"La pharisienne" - François Mauriac
Maîtresse femme...
On ne peut s'empêcher de se poser la question, lorsque, en s'aventurant dans l’œuvre de l'écrivain, on découvre certaines constantes quant aux caractéristiques de ses personnages féminins. Et "La pharisienne" n'échappe pas à ce constat... Comme dans de nombreux autres romans de l'auteur, on y retrouve le poids d'une figure féminine charismatique, imposante, dont la stature occulte un époux insignifiant, au physique malingre.
L'héroïne qui a donné son titre à ce roman ne semble pourtant pas en être d'emblée la figure centrale.

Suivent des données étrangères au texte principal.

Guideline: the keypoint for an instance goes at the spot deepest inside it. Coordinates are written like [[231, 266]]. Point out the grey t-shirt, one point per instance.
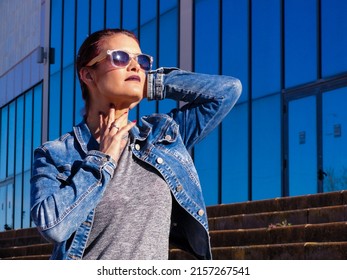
[[132, 221]]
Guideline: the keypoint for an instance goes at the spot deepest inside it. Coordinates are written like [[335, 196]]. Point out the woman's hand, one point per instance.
[[114, 136]]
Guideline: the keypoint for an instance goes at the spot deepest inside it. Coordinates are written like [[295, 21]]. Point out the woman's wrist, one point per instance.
[[155, 85]]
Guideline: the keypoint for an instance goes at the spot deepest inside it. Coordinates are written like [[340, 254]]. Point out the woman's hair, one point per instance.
[[91, 48]]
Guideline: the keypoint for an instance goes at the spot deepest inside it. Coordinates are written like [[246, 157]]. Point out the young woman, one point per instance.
[[111, 189]]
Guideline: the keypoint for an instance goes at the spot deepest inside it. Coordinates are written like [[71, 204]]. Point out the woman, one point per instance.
[[113, 190]]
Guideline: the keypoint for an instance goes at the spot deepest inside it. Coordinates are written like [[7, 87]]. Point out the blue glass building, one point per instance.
[[286, 136]]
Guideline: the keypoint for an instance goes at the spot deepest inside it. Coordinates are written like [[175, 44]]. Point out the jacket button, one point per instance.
[[179, 188], [201, 212]]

Le narrateur, Louis, avec plusieurs années de recul, revient sur une période de son adolescence. Alors collégien à Bordeaux, il fit la connaissance de Jean Mirbel, orphelin de père dont l'oncle violent et sévère avait pris l'éducation en main. Lui-même avait perdu sa mère, et son père s'était remarié à une cousine de la défunte, Brigitte Pian, femme reconnue dans la société pour sa charité et son implication dans les bonnes œuvres. C'est grâce à cette dernière qu'il pouvait chaque soir réintégrer le foyer familial : sa belle-mère, que la vie à la campagne -et plus particulièrement au domaine de Larzujon-, insupportait, avait prétexté la fragilité émotionnelle du garçon pour persuader son époux de la nécessité de vivre en ville, lui évitant ainsi l'internat.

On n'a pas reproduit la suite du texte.